Save My Child!

June 24, 1996 P. 134

June 24, 1996 P. 134

The New Yorker, June 24, 1996 P. 134

Ruth Puttermesser, a New Yorker in her sixties, was now as old as her father was when he had fled the brutish Russia of the czars, leaving behind parents, sisters, brothers. In the 3 decades since her father's death Ruth had almost forgotten she had Russian relations. During perestroika, Ruth received an anxious telephone call from Moscow from Zhenya, her first cousin. "Save my child!" Zhenya cried in German. Her daughter Lidia needed to come to New York on refugee status. Lidia arrived in New York in the middle of October and took up residence in Ruth's living room. She had a boyfriend named Volodya back in Russia, and she seemed to mock everything around her including Ruth. She told Ruth that she wanted to clean for other women in New York. Since Lidia had been a biochemist in Russia, Ruth suggested something better as a permanent career, but Lidia just laughed. Her main goal seemed to be to get money quick. She had brought many Russian medals and dolls and souvenirs with her to sell. When Ruth took her to the supermarket, Lidia thought it was an exhibition hall. Lidia got a job cleaning for Varvara in 5-D. She showed a complete lack of interest in gaining permanent status in America; when she and Ruth went to the agency, Lidia and the agency volunteer got into a shouting match in Russian.
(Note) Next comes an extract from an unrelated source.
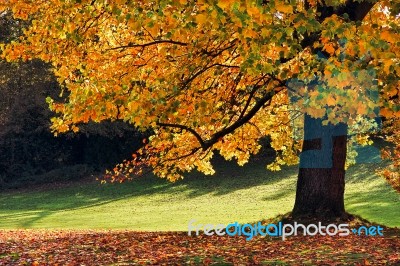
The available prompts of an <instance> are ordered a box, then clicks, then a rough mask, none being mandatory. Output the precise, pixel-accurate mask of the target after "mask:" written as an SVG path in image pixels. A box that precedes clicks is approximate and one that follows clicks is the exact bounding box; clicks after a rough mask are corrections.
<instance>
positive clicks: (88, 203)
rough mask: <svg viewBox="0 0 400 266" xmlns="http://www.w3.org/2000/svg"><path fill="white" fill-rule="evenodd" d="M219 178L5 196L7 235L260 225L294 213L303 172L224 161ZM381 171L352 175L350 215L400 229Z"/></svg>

Lidia brought home Peter Robinson as her new boyfriend. She had met him while selling her Russian medals for $3 a pop. Varvara invited Lidia and Ruth to a Schechinah magazine fundraiser with Schuyler Harstein, a socialist liberal, speaking. Lidia caused a great disturbance with her mockery of Harstein's idealistic views of early Communism and Varvara fired her. Lidia later got a phone call from Volodya asking her to come back to Russia; he was setting up commercial enterprise in Sakhalin. The phone call interrupted a dream Ruth was having about barbed wire in her apartment; her foot was bleeding from the wire. When she told Lidia about the dream, all her mockery and irony vanished. Lidia was a skeptic who put her faith in charlatanism, and she called Ruth a holy woman. Lidia told her she was going back to Russia, that she had just come to America to make money, not to escape Moscow. In June, Ruth received a letter from Zhenya, now living in Tel Aviv, telling her that Lidia was pregnant with Peter's child and would soon marry Volodya.